The Beauty of Small Natural Numbers

Apr. 13, 2021
Musician, senior software engineer, autistic person, and autistic parent - not necessarily in 𝓭𝓲𝓼 𝓸𝓻𝓭𝓮𝓻

Glider

There’s something beautiful about small natural numbers, mainly about their relation to the human psyché.

I’m taking zero out, ’cause, even some says zero is natural, natural numbers are countable; I challenge you to count zero.

1 (one) is the unit, the origin. Without one there’s no one, everything starts with one; the first anything.

2 (two) is one plus one, and this simple operation is very meaningful:

If you got a problem, you solve that problem; but if you got two problems, you’re obliged to generalise the solution for the first time.

Two is the first prime, the first even – the only even prime. The pair.

3 (three) is two plus one, and that’s meaningful too: three is the result of the simpliest operation (3 = 2 + 1) between the simpliest numbers. It’s the offspring, the odd one after one:

4 (Four) is the first square after one, representing the square idea itself.
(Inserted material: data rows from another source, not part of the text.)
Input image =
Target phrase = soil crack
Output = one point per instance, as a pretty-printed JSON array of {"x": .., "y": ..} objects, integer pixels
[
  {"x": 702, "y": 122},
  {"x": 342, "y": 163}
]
Four equals to the product of its own isometric sum elements (2 + 2 = 2 × 2). By the way: 4 = 2 + 2 = 2 × 2 = 2²

5 (five) is the number of elements of the smallest meaningful field. It’s the only untouchable odd number.

6 (six) is the first number that is neither a square not a prime number; the first perfect number. The hexagon has edges of the same size of its radio, making it the perfect natural bidimensional form.

7 (seven) is the only Mersenne safe prime, highly associated to luck in the Judeo-Christian culture, but not only.

8 (eight) the first cube after one, representing the 3-dimensionality itself. The only natural perfect power that’s one less than another perfect power.

Sphenic numbers have eight divisors.

Have you gotten any interesting natural number fact?